- On the surface, the U.S. economy moderated in the second quarter to a 2.1% annualized pace, slightly better than the 1.8% markets were expecting.
- Final domestic demand was much stronger than the headline suggests, up 3.5%, after a soft 1.8% in Q1. As expected, a drawdown in inventories subtracted nearly a full percentage point from headline growth (-0.9%-pts), reversing the boost to Q1.
- Consumers were the key driver of domestic demand strength. Spending bounced back 4.3%, after a soft 1.1% pace in Q1. Consumer spending was strong across categories, led by a 13% jump in durable goods, but nondurables (+6%) and services (+2.5%) were also healthy.
- Government spending also accelerated in the second quarter, rising 5% as normal federal government activity (+7.9%) resumed after the shutdown in the first quarter. Spending growth at the state and local level continued to be sturdy (+3.2%).
- The softness in the report came on the investment side of the economy. Nonresidential investment was down slightly (-0.6%). Investment in structures fell further than anticipated (-10.6%). Spending on equipment rose very slightly (+0.7%) after remaining essentially flat in Q1. The bright spot in investment continues to be intellectual property products which rose 4.7%, a healthy follow through after a 10.8% gain in Q1.
- As expected, residential investment continued to be weak in the second quarter. It fell (-1.5%) for the sixth consecutive quarter.
- Exports fell further than expected (-5.2%). As outlined in our recent report, manufacturing exports have weakened as a global chill slows US manufacturing. Imports were also a bit weaker than anticipated, up only 0.1% in Q1, so net exports still subtracted from growth (-0.7%-pts) reversing the boost in Q1.

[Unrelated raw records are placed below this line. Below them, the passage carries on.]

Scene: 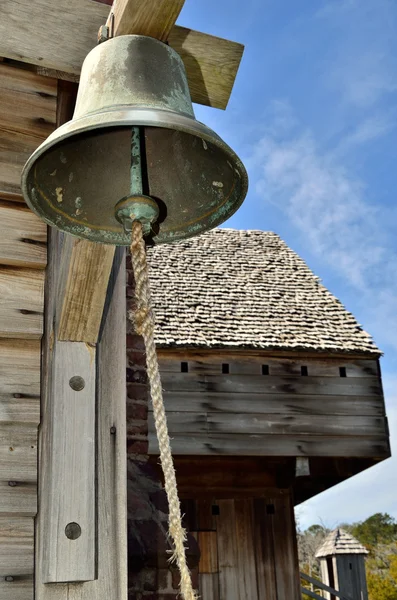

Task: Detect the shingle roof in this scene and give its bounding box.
[145,229,380,354]
[316,528,369,558]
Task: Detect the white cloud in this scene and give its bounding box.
[316,0,397,109]
[246,99,397,348]
[248,133,387,289]
[336,114,395,152]
[296,388,397,529]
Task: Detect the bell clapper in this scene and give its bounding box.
[115,127,159,236]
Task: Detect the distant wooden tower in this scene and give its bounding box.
[316,529,368,600]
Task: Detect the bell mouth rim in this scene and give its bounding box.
[21,107,248,246]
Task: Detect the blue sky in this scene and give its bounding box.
[178,0,397,528]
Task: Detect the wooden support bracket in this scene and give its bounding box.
[0,0,244,109]
[42,342,96,583]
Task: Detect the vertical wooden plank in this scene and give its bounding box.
[198,531,218,573]
[234,498,261,600]
[36,243,127,600]
[273,496,301,600]
[253,498,277,600]
[199,573,220,600]
[89,248,128,600]
[0,517,34,577]
[42,342,96,583]
[0,575,34,600]
[217,500,240,600]
[197,531,219,600]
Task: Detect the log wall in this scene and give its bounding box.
[149,350,389,458]
[0,63,57,600]
[183,490,301,600]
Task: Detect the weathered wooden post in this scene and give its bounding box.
[0,0,246,600]
[316,528,368,600]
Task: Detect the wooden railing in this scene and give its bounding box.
[300,573,351,600]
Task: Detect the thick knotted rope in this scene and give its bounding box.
[130,220,197,600]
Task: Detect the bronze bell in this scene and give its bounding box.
[22,35,248,245]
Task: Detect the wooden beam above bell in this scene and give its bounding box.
[0,0,244,109]
[106,0,185,42]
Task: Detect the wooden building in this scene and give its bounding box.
[316,528,369,600]
[127,229,390,600]
[0,0,389,600]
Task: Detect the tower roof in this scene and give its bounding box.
[316,528,369,558]
[148,229,380,355]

- Finally, largely as expected, price pressures eased in the second quarter, with the core PCE deflator up only 1.5% on a year-on-year basis.
Key Implications
- As the temporary factors that lifted GDP growth in the first quarter reversed in the second, the report is again a mixed bag. On the one hand, the consumer came roaring back to life in the second quarter, and remains the growth stalwart of the U.S. economy, unbowed by gathering clouds on the global scene. On the other hand, weakness in investment spending and exports suggest that slower growth globally and uncertainty on the trade front are hurting activity in some sectors.
- Overall, today’s report paints a picture of a U.S. economy that may be on two tracks. The consumer remains strong. Government is also spending, and the budget deal struck this week in Congress helps reassure that spending will not drop off a cliff heading into 2020. But the investment side of the economy is lackluster.
- It is the latter the Fed is likely to focus when it cuts rates 25 basis points next week. It has signaled its desire to cushion the American economy against the global slowdown and further downside risks stemming from trade uncertainty. Recent speeches by Fed officials have confirmed that the Fed should act pre-emptively given the fed funds rate is still relatively low. Today’s report also confirmed that inflation remained below the Fed’s target in Q2, helping to make the Fed more comfortable easing policy.